Ce film a sans doute bercé l'enfance de la plupart d'entre nous, en nous embarquant dans sa folle aventure, à dos de dragon porte-bonheur. Réalisé par Wolfgang Petersen en 1984, ce n'est qu'une adaptation partielle d'un roman de l'auteur allemand Michael Ende publié en 1979. En effet, le film de 1984 ne traite que de la première partie du roman, tandis que sa suite de 1991, l'Histoire Sans Fin 2 : Un Nouveau Chapitre, s'inspire très légèrement de la seconde partie du roman, abandonnée par Petersen. Mais nous ne discuterons pas ici des problématiques de l'adaptation.


Histoire de vous rafraichir la mémoire, voici un rapide rappel :
- Bastien Balthazar Bux est un jeune garçon rêveur.

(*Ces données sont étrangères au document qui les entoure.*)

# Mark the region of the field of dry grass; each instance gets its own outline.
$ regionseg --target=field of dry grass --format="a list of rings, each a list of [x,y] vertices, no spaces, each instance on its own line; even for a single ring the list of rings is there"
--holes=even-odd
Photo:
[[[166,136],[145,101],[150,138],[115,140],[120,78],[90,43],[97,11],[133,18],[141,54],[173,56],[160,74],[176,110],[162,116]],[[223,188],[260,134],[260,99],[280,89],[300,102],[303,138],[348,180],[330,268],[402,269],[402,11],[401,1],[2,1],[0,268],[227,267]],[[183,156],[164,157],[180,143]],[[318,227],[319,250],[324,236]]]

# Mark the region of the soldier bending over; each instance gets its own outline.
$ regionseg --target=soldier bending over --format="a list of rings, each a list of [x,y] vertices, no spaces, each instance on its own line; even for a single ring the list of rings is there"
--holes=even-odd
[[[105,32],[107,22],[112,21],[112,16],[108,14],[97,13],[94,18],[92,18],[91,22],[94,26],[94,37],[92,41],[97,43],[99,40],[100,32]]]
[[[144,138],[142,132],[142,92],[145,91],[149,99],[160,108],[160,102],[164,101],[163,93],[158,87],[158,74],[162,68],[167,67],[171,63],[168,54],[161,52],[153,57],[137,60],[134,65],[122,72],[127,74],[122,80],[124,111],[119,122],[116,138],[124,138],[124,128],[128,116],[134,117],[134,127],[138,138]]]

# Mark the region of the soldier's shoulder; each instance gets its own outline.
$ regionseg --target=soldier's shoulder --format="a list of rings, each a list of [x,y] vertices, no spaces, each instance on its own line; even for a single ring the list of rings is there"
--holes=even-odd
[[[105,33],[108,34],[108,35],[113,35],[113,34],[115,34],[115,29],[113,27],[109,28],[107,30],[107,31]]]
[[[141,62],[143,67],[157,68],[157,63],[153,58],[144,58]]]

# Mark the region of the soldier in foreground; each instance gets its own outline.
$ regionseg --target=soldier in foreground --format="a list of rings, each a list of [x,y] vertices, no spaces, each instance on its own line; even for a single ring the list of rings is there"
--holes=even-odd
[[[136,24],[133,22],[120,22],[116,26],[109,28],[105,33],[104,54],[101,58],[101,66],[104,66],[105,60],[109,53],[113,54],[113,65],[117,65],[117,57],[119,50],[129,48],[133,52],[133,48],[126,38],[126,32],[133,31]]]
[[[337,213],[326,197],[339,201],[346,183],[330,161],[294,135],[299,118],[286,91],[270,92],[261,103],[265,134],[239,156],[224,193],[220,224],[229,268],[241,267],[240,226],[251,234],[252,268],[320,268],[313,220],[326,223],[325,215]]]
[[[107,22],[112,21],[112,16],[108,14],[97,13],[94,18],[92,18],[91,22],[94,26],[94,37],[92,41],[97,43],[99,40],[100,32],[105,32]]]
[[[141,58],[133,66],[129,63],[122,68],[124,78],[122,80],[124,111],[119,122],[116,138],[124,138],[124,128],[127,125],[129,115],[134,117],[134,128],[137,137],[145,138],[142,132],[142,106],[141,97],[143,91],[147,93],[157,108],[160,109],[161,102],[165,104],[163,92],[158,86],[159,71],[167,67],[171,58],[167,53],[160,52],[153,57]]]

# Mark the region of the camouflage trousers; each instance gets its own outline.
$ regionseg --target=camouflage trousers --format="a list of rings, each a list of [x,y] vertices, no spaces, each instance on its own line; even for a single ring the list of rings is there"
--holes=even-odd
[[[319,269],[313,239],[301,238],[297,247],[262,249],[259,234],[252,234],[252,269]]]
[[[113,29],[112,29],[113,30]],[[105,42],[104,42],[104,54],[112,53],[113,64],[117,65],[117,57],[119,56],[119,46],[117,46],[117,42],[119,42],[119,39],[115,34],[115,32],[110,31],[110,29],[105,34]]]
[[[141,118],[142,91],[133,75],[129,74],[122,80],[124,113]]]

Sa mère étant morte, et son père plutôt absent, il ne trouve le réconfort que dans les livres, tandis que dans le « monde extérieur », il multiplie les échecs scolaires et se fait maltraiter par une bande de jeunes garçons de son école.
- Afin de leur échapper, il se réfugie dans la librairie de Monsieur Coreander. Bastien se prend d'intérêt pour le livre que M. Coreander lit, et profite d'un moment d'inattention du libraire pour le voler et s'en aller.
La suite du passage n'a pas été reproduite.